Ahora que la realidad lo ha alcanzado, el gobierno enfrenta, pero no reconoce, una multiplicidad de agravios y agraviados sin tener idea de cómo responder. Ni siquiera reconoce que debe responder. Felipe González aludió a este fenómeno cuando dijo que: “Me ha interesado siempre más la política que el poder y me preocupa que esté desapareciendo en política el homo sapiens capaz de hacerse cargo del estado de ánimo de los otros”. El ex presidente español comprendía de manera cabal que su función no era la de controlar, sino la de convencer e, incluso, la de hacer suyo el estado de ánimo de la ciudadanía. Como Mao, comprendía que sin confianza, ningún pueblo es gobernable.
El desánimo se ha apoderado de México y los mexicanos y todo parece indicar que los desaciertos del gobierno no hacen sino exacerbarlo. El gobierno puede tener grandes planes y pretensiones, pero la población solo pide certidumbre y claridad de rumbo. Es posible que, en 2012, los banqueros y periodistas de otras latitudes estuvieran dispuestos a creer promesas incumplibles, pero los mexicanos tienen recia experiencia de malos gobiernos. El gobierno actual tiene la oportunidad de ganarse esa confianza y todo lo que requiere es un plan sensato, un equipo comprometido y una disposición a hablarle y escucharle. En lugar de censura, que da vuelo a rumores infinitos, se requiere información veraz. No debería ser mucho pedir y menos con cuatro largos años por delante.
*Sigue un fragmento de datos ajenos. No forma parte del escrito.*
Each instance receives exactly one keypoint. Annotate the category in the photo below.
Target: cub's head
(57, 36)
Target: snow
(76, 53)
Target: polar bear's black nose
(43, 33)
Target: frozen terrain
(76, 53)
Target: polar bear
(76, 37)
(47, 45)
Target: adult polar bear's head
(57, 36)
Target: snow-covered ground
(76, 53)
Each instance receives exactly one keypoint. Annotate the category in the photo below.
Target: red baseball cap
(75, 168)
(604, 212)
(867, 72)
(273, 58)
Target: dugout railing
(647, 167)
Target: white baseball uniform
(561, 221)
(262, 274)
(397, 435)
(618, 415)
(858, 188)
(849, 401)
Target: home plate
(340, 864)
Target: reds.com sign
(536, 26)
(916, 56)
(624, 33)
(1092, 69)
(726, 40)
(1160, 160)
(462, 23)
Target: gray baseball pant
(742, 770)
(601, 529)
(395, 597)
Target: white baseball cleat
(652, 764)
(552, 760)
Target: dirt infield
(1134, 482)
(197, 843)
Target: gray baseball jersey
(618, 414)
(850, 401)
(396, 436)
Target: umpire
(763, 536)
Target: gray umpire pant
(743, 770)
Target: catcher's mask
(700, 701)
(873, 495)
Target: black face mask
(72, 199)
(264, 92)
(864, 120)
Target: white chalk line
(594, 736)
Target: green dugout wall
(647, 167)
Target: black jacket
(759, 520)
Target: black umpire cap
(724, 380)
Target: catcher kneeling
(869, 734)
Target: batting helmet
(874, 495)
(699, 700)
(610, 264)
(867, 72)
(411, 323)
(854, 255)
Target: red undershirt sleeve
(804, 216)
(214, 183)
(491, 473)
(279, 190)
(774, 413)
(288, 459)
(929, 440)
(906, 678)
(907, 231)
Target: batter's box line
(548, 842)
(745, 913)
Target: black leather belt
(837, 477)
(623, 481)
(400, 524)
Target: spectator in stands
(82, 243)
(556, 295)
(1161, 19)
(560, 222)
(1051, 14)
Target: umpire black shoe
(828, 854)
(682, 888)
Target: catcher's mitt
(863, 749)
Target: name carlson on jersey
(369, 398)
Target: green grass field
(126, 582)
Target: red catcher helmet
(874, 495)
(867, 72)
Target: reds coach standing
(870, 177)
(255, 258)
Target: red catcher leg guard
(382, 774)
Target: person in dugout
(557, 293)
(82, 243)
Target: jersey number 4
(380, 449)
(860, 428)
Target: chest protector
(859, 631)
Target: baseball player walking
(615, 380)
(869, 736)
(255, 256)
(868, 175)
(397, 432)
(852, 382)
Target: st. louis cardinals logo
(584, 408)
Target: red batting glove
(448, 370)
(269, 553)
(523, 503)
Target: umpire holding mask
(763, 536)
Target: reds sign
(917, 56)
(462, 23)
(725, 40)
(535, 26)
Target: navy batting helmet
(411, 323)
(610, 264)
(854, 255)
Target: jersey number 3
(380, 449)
Los romanos fueron despreciados por su estrategia con pueblos conquistados de «crea un desierto y llámalo paz», pero aún ellos comprendían que tenían que ofrecer «pan y circo» para ganar la lealtad de sus súbditos. Los mexicanos requieren certeza y claridad; el gobierno requiere su confianza. Son dos lados de una misma moneda.